Learning to dance, getting beat up, and loving the lessons...ahem.
--MovingGirl
Second engagement...said boyfriend's to a more 'engaged' role in FirePlace. Well, D's too. I'm officially making myself a resource for them now as my family and I get closer to the move. God's taken me through a lot the past three months, and now as the time for me leaving nears, he's been helping me to let go (aka prying my fingers away) of many things, FP one of them. It's hard, it is a vision given me, but I have to realize that it is NOT mine. And it can't be realized unless I allow God to do what He wants. Which I knew in my head, but he has been allowing me to know in my heart. So D and fiance are stepping forward to help spearhead FP. Can't wait to see how God uses them to impact this generation.
Third engagement is that of me and dance lessons. Lol. I'll write out a new 'poem' for that one. But what God has shown me, in part, is that now as I enter the field, Abelmeholah, that it isn't just a place of rest--though I do have that briefly and when needed--it is, in fact, like a dance studio. So now that he has spent three months strengthening my legs and teaching me pure endurance...I get to learn the actual steps. Imagine my reaction when he says "It shall be in vain if ye anticipate resting in a comfortable place. Lo, Zion is already filled with those who are at ease. No, ye shall find thyself put in a place of training and discipline, so that when the moments of crisis come ye shall not become faint-hearted, and ye shall not be the victim of unwonted fear." (Come Away My Beloved Frances J. Roberts, 1973). No, actually my first one was not one of unadulterated joy...I hope you hear my sarcasm. I was pouty. Not necessarily upset, just a little perturbed. Like a kid with their ice cream taken away. Yeah, two-year-old style. Regardless, I was saddened a little.

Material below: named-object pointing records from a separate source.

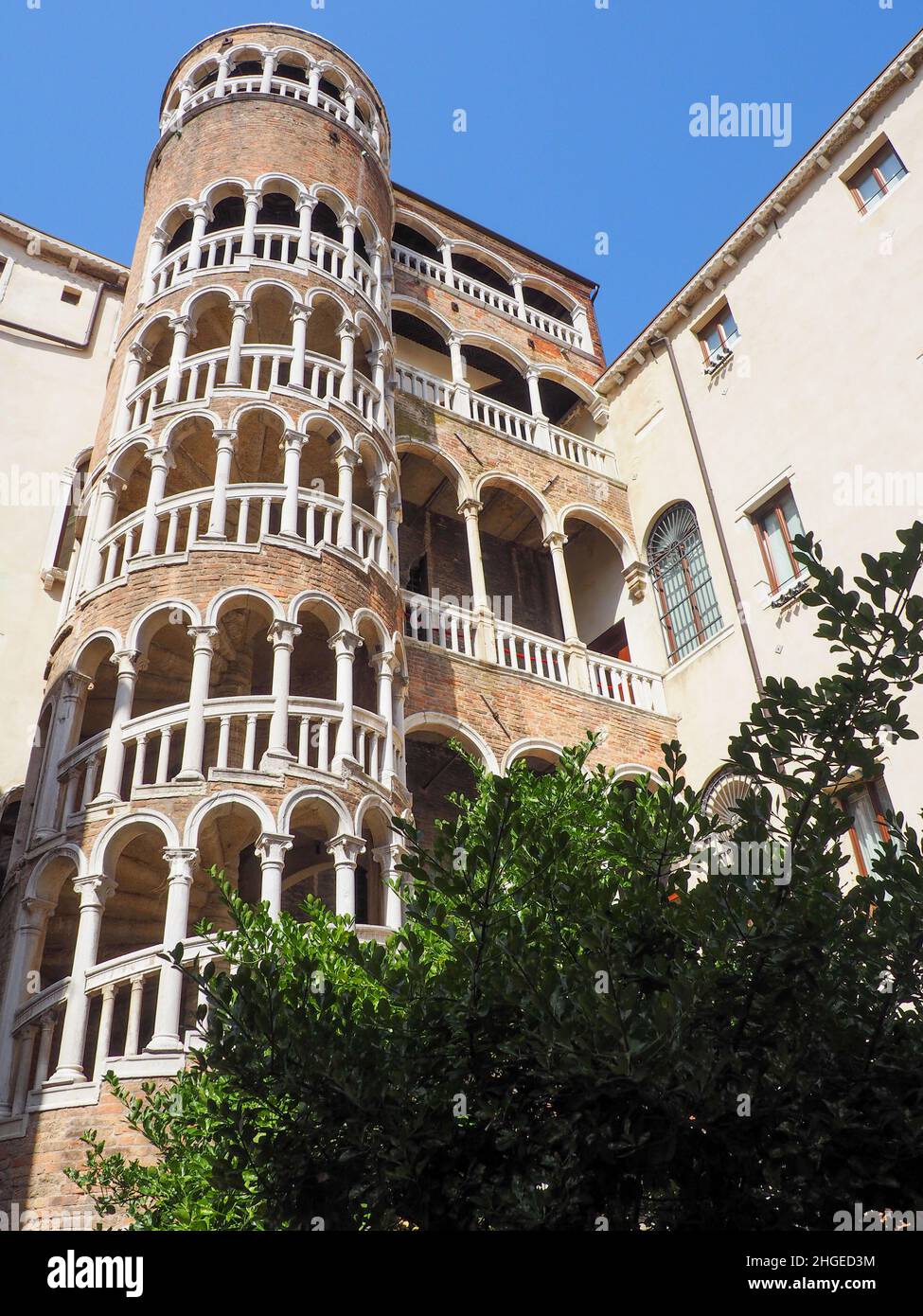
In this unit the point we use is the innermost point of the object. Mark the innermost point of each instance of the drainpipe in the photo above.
(713, 507)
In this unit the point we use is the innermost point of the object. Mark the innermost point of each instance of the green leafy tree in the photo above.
(576, 1029)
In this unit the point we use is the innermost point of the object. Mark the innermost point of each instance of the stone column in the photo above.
(346, 336)
(346, 850)
(161, 463)
(272, 852)
(158, 245)
(137, 360)
(346, 462)
(461, 394)
(293, 445)
(24, 957)
(344, 645)
(94, 893)
(253, 200)
(182, 327)
(269, 68)
(225, 439)
(128, 661)
(61, 738)
(349, 223)
(306, 208)
(194, 739)
(175, 930)
(384, 667)
(201, 216)
(299, 319)
(282, 636)
(241, 313)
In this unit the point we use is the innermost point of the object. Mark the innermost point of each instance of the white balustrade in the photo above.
(272, 242)
(286, 87)
(539, 655)
(437, 623)
(507, 304)
(263, 367)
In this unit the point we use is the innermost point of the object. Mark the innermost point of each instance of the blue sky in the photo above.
(578, 117)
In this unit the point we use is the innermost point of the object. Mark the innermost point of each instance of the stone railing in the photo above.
(504, 302)
(286, 87)
(272, 242)
(262, 368)
(253, 513)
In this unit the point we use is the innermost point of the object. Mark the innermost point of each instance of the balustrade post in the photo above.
(194, 739)
(95, 893)
(272, 852)
(346, 850)
(241, 313)
(344, 645)
(158, 245)
(161, 463)
(181, 327)
(23, 961)
(175, 930)
(224, 67)
(306, 208)
(293, 444)
(130, 665)
(60, 739)
(346, 334)
(389, 858)
(384, 667)
(282, 636)
(253, 200)
(299, 319)
(461, 392)
(269, 68)
(225, 441)
(107, 505)
(201, 216)
(346, 462)
(137, 360)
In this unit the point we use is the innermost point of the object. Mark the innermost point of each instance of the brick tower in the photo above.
(347, 502)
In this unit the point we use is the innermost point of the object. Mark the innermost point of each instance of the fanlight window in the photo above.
(684, 594)
(724, 795)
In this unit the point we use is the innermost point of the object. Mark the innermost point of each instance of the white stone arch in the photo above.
(138, 637)
(531, 745)
(306, 793)
(440, 458)
(101, 633)
(425, 314)
(118, 833)
(485, 256)
(199, 293)
(226, 186)
(514, 483)
(454, 729)
(219, 604)
(326, 601)
(241, 411)
(222, 799)
(593, 516)
(67, 853)
(490, 343)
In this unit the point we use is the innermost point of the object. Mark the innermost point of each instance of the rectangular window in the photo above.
(777, 523)
(868, 830)
(872, 183)
(718, 338)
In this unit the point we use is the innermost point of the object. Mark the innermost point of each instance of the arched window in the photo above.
(686, 597)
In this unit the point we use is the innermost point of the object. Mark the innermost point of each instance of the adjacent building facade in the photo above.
(352, 482)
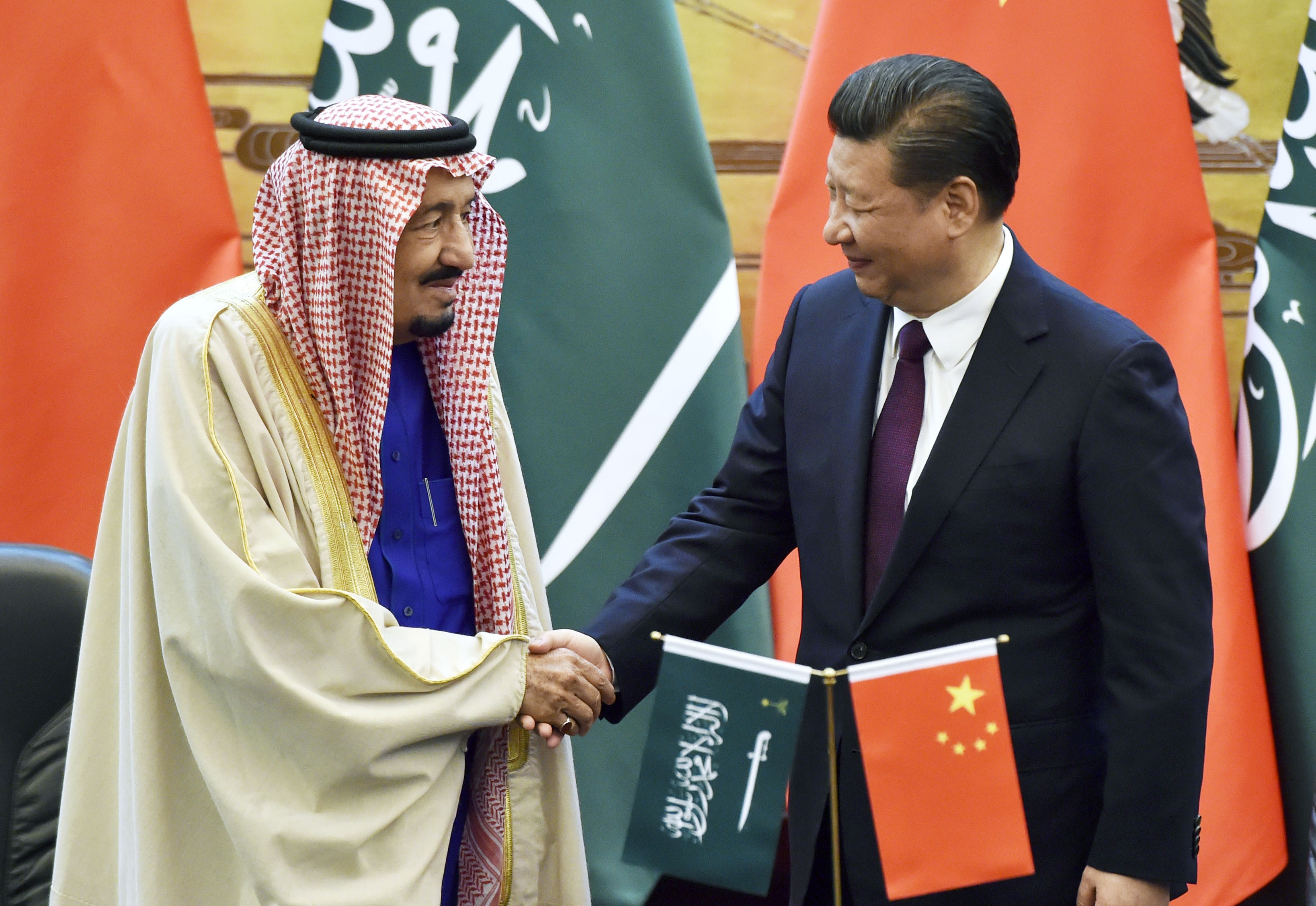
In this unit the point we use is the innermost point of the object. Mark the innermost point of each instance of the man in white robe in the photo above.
(250, 726)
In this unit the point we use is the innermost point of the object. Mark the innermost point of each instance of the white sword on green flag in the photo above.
(756, 758)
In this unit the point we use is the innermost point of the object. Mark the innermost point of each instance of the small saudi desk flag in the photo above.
(940, 769)
(712, 789)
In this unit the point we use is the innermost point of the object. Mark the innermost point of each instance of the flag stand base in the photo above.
(830, 684)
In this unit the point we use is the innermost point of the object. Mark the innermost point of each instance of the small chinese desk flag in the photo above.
(712, 783)
(940, 769)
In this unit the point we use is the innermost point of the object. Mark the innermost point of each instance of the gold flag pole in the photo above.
(830, 683)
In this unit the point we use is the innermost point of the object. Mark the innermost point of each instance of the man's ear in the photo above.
(962, 205)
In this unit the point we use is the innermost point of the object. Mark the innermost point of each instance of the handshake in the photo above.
(568, 681)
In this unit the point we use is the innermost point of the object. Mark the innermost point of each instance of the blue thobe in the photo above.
(419, 559)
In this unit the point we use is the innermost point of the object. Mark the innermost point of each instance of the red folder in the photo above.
(940, 769)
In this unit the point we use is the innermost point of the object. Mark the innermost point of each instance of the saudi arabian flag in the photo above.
(722, 742)
(1277, 430)
(618, 347)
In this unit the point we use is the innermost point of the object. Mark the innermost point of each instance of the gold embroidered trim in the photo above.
(507, 847)
(346, 555)
(215, 439)
(518, 746)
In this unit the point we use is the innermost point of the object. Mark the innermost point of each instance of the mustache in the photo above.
(441, 273)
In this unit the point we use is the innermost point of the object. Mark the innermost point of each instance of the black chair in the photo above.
(43, 599)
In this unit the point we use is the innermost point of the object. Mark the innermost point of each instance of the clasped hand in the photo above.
(568, 681)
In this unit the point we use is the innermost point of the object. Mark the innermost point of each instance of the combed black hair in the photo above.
(939, 119)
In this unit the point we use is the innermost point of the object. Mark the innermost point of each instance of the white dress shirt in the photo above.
(953, 334)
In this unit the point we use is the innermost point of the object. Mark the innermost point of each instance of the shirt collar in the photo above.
(955, 330)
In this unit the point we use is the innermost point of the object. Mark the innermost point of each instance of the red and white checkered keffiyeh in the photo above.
(324, 240)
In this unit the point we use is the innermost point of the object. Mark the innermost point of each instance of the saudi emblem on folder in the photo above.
(712, 789)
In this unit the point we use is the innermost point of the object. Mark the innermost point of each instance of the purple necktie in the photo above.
(892, 456)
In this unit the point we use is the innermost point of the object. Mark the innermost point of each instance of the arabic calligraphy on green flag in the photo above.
(1277, 430)
(722, 742)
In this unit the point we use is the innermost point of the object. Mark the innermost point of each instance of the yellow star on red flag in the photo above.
(964, 697)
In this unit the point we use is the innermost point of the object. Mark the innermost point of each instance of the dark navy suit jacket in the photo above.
(1061, 505)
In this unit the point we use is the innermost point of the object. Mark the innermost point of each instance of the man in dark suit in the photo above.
(961, 447)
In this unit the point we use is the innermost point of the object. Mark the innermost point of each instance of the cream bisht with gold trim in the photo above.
(250, 726)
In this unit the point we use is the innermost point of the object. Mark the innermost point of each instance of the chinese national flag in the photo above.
(941, 769)
(1114, 206)
(112, 207)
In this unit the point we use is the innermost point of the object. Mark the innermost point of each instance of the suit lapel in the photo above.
(1002, 371)
(856, 375)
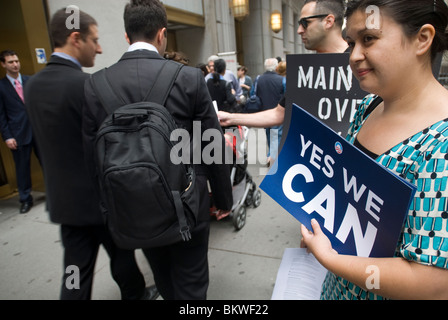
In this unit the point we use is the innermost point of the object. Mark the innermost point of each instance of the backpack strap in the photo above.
(107, 96)
(158, 93)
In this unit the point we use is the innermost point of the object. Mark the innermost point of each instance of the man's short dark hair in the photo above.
(6, 53)
(60, 32)
(143, 19)
(335, 7)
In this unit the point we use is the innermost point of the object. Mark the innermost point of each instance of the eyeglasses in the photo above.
(304, 21)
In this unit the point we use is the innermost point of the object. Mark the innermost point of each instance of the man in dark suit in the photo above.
(15, 126)
(271, 90)
(55, 98)
(181, 269)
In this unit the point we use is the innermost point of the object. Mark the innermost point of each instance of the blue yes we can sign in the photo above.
(360, 205)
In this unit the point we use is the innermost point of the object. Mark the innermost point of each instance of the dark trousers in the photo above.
(22, 161)
(181, 270)
(81, 245)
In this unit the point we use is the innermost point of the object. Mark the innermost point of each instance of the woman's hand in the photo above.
(317, 242)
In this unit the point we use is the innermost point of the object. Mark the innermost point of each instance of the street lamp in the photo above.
(276, 21)
(240, 9)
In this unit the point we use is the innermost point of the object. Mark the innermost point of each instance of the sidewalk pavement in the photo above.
(243, 264)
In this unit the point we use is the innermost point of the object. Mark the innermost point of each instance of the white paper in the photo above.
(300, 276)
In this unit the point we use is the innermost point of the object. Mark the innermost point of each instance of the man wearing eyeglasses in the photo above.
(320, 26)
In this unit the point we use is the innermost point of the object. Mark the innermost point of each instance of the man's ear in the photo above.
(424, 39)
(74, 38)
(329, 21)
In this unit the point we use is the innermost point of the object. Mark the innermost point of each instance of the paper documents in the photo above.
(299, 277)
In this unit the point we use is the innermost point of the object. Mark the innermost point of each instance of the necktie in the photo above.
(19, 90)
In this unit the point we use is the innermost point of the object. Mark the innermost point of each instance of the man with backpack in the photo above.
(54, 104)
(127, 146)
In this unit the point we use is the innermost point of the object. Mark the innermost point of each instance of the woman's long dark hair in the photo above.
(220, 67)
(412, 15)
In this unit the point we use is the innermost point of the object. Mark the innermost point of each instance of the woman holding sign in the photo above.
(393, 45)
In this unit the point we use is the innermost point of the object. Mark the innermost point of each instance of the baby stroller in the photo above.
(245, 192)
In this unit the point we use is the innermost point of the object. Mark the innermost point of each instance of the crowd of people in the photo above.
(405, 131)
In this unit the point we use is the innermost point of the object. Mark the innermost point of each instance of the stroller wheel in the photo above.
(239, 218)
(257, 199)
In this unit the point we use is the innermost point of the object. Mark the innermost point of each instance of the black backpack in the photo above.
(149, 201)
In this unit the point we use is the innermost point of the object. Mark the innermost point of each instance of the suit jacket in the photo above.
(55, 98)
(14, 121)
(188, 101)
(270, 89)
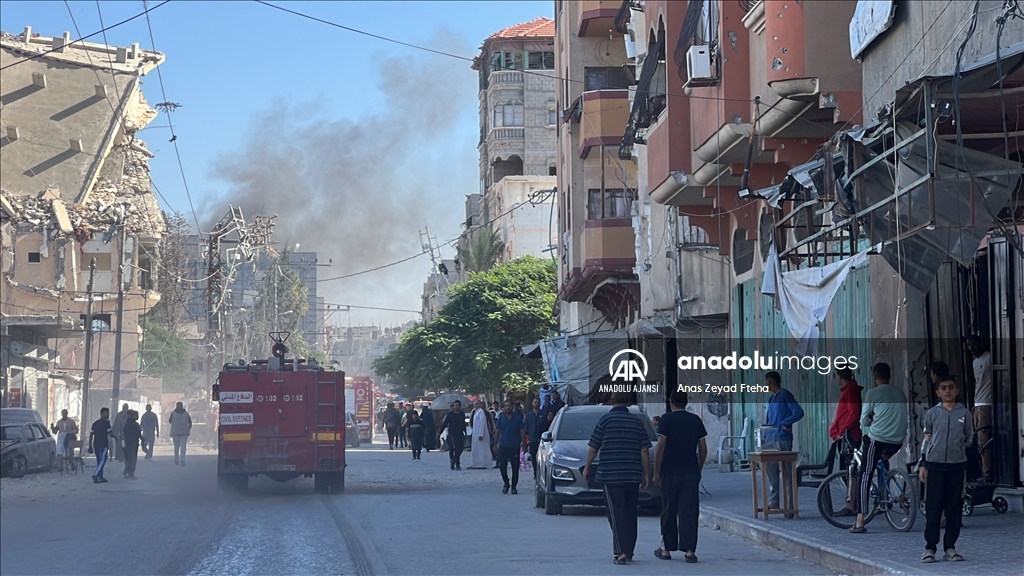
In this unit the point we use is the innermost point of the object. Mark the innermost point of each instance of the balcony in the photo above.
(605, 114)
(507, 133)
(506, 77)
(597, 17)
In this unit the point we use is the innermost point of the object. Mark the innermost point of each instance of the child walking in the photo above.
(415, 427)
(948, 433)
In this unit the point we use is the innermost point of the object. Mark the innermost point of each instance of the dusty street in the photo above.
(396, 517)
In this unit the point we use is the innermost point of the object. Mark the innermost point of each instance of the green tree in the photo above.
(166, 356)
(482, 250)
(472, 343)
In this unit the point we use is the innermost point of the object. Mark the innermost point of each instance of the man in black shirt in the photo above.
(455, 421)
(99, 443)
(681, 453)
(131, 436)
(621, 440)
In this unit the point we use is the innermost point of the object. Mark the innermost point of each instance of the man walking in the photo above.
(783, 411)
(678, 461)
(622, 441)
(983, 400)
(151, 430)
(99, 442)
(532, 427)
(551, 411)
(884, 420)
(392, 419)
(131, 436)
(509, 440)
(119, 423)
(180, 428)
(455, 423)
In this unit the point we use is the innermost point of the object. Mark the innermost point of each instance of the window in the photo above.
(609, 203)
(510, 114)
(540, 60)
(606, 79)
(506, 60)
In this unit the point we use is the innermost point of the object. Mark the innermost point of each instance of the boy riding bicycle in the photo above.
(884, 421)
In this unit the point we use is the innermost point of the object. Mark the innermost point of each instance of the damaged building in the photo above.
(821, 178)
(76, 189)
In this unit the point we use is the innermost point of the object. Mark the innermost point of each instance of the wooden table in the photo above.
(790, 498)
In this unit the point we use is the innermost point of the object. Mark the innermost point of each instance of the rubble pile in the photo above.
(130, 201)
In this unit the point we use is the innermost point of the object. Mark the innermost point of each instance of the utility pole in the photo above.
(87, 371)
(121, 316)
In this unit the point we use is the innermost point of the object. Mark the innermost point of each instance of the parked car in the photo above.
(351, 430)
(18, 416)
(25, 446)
(562, 454)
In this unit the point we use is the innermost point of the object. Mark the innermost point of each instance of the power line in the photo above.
(112, 27)
(170, 124)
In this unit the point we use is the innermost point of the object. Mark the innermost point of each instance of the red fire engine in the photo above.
(281, 417)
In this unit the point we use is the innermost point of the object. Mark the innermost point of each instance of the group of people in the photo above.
(622, 445)
(878, 422)
(129, 432)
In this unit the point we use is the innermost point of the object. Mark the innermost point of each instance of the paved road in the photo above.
(397, 517)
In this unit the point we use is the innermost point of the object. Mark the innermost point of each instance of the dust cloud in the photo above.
(357, 187)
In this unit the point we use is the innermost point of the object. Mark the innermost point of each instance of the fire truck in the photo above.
(283, 418)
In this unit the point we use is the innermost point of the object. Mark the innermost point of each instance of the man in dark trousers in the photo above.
(99, 442)
(455, 422)
(119, 423)
(509, 440)
(392, 419)
(131, 436)
(534, 425)
(678, 461)
(151, 430)
(624, 445)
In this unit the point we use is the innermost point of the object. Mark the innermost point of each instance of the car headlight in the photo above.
(559, 472)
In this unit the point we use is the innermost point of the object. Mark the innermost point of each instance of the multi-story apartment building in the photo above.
(596, 189)
(75, 188)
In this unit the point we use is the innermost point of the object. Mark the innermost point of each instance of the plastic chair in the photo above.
(737, 450)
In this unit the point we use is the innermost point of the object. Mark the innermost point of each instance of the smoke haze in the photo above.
(357, 190)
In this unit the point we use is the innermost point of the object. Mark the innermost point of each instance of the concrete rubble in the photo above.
(110, 202)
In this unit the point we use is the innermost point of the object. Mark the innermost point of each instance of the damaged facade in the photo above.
(889, 169)
(75, 187)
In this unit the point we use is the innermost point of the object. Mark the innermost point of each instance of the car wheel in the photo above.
(17, 467)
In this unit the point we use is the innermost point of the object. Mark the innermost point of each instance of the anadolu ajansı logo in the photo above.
(628, 370)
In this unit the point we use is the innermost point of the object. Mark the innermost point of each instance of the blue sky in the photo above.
(317, 124)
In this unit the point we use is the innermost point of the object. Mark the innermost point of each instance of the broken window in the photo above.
(607, 79)
(608, 203)
(540, 60)
(510, 114)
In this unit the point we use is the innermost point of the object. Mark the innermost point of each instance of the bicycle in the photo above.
(897, 496)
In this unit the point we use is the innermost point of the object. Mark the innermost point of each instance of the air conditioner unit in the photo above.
(698, 64)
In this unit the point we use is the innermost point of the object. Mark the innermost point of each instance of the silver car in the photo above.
(562, 454)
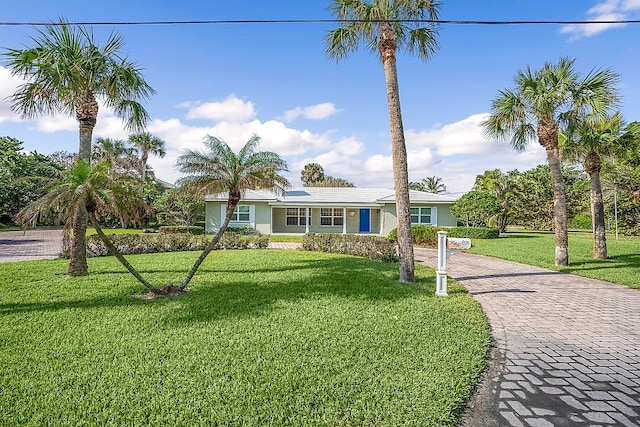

So my meadow of milk and honey is beautiful and all, but it's the courtyard of training, where I learn to use my weapons...aka, learn the steps of the dance, and the different moves. Pretty, but not just for comfort.
Battle-ready soldiers will come to my field to teach me how to dance. And I will not be safe from all attacks. God will allow them simply so that I can learn to dance. How else but through hand-on experience?
I've already had the wonderful privilege of being hit upside the head because my nose was raised to the sky. Got an uppercut that knocked me back a bit. Fun stuff. But God's grace is that he gives me time, resources, and patience in my learning how to respond(or in this case, NOT) to the attack. I had to get on my knees. Not stand up again. It's amazing how vulnerable you feel down there. And yet I think it is probably the most secure and safe position to be in.
It hurt, yes, and it hurt more because it came from a fellow member of the body. But the reality is that God wants to teach me this: I can see these things coming before they happen if I'm not A.) lifting my nose in the air and closing my eyes in a gesture of pride, or B.) looking at myself in any self-centered way. I also am learning that falling to your knees as a reaction to the punch coming can prevent the impact. They miss. Sigh.
Dance moves. Dance moves. That is going to be my repeated line for a while. Reminds me that this is all for a reason.
God is cool, though, and I am only beginning to understand the blessing and grace he has given me in these training periods.
Learning to dance, getting beat up, and loving the lessons...ahem.